If the gas is leaking directly from the throat of the carburetor, that can be a sign of a needle and seat not properly sealing. Over time, contaminants will build up on those components and cause them to leak. A complete carburetor overhaul is usually the cure for this problem.

If gas is leaking from another part of the carburetor such as the float bowl, it could be a loose bowl nut or a bad gasket on that nut. The O-ring that seals the bowl to the carburetor could also be bad. Replace these parts and be careful to clean the grooves that hold the O-ring in place as buildup of dried fuel can cause that to leak as well.

If fuel is leaking from another part of the carburetor such as a jet screw,  it is time to replace the carb with a new one. Make sure to order new gaskets when you replace the carburetor to ensure there will not be any air leaks. An air leak will cause the lawn mower engine to surge and run lean. This means it has more air than fuel.

Fuel leaks can be dangerous and lead to an engine fire. Take them seriously and if you need a lawn mower repair shop to assist with your problem, visit our Locations page for help.

My Riding Lawn Mower Cuts Unevenly

Uneven can be a vague term when talking about how your riding lawn mower cuts. Does it scalp the lawn when you turn or cut lower on one side than the other?

Those are two of the most common problems and a third is that the front of the deck cuts more than it should.

Put your riding lawn mower on a flat concrete or gravel surface and visually inspect the deck. Does it lean to the left or right? Is it low in the front and high in the back? Once you determine what the problem is, you can now make adjustments. A tape measure works to adjust the deck from side to side and get it as level as possible. There is a special tool designed for this that measures the height at the blade tips that is available on Amazon or other retailers.

The deck must also be adjusted so the height in the front and rear are correct. A general rule is that there only be 3/4″ difference from front to rear in height. So adjust that accordingly to get the height right.

Are your scalp wheels missing or wearing out? This can cause the deck to scalp the lawn when you make turns. Replace them and the bolts and nuts if they are out of specifications.

These small adjustments can make a world of difference in the look of your yard after you mow, so make them and go test the mower to see if it resolved the problem.


My Riding Lawn Mower Pulls To One Side

It is pretty annoying when your riding lawn mower does not track straight. It either pulls to the left or pulls to the right and never seems to go where you want it to without a fight.

The good news is that this is a solvable problem and I will give you some things to check to correct this problem and get your lawn mower back on track.

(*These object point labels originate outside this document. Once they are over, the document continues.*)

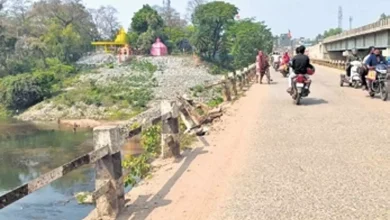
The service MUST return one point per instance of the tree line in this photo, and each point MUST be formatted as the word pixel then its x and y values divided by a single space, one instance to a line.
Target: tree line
pixel 41 40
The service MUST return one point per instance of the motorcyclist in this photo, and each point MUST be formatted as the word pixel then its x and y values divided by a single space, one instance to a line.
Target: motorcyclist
pixel 352 57
pixel 300 64
pixel 364 71
pixel 375 59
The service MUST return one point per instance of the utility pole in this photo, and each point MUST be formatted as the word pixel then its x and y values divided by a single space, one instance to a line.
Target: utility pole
pixel 340 17
pixel 350 22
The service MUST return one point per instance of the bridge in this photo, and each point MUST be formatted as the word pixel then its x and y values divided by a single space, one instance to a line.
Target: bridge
pixel 374 34
pixel 265 159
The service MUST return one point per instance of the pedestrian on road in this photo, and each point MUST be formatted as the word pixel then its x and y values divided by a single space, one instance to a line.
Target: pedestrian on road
pixel 261 67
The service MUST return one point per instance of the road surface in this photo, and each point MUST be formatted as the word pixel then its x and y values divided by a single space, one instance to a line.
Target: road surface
pixel 270 159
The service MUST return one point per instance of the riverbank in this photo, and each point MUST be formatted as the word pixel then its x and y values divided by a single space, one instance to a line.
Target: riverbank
pixel 120 92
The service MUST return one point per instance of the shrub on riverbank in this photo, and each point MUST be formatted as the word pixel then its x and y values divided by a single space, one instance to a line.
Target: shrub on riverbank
pixel 140 166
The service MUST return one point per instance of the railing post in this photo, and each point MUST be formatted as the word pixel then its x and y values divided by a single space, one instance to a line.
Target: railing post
pixel 109 169
pixel 234 85
pixel 226 91
pixel 170 145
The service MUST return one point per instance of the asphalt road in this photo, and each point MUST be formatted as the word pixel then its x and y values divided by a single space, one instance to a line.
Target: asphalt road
pixel 326 159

The easy thing to check is your tire pressures. A low tire on either side will cause the mower to pull in that direction. So a tire that is going flat on the right side will cause the mower to pull to the right side and you need to keep putting left correction into the steering wheel to keep the mower going straight.

So check all the tire pressures. The front tires are normally around 15psi and the rears are at 10.

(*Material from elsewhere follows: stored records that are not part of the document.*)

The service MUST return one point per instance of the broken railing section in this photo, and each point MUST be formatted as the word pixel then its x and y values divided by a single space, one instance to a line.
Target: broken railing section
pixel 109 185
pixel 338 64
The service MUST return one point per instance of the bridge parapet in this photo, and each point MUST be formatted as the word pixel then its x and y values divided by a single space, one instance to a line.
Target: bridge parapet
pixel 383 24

Raise the front end up and check axles and bearings. They should feel tight and not have a lot of play in them when you move them back and forth. If they are loose, replace them with new bearings and check that the axles are not damaged with grooves worn in them.

There is a tie rod that can be adjusted as well on one or both wheels. Look at the mower from the front and see which wheel is pointed in or out. Sometimes they are both pointed in the wrong direction and an adjustment will cure this problem. If your tie rods are non-adjustable, they will need to be replaced.

Lastly, check the steering gear to be sure that it is not worn out or slipping in the gears. These gears need lubricated during maintenance to prevent them from wearing out.

These are the most common problems that cause steering issues. Check them one at a time to solve your steering problem in your riding lawn mower.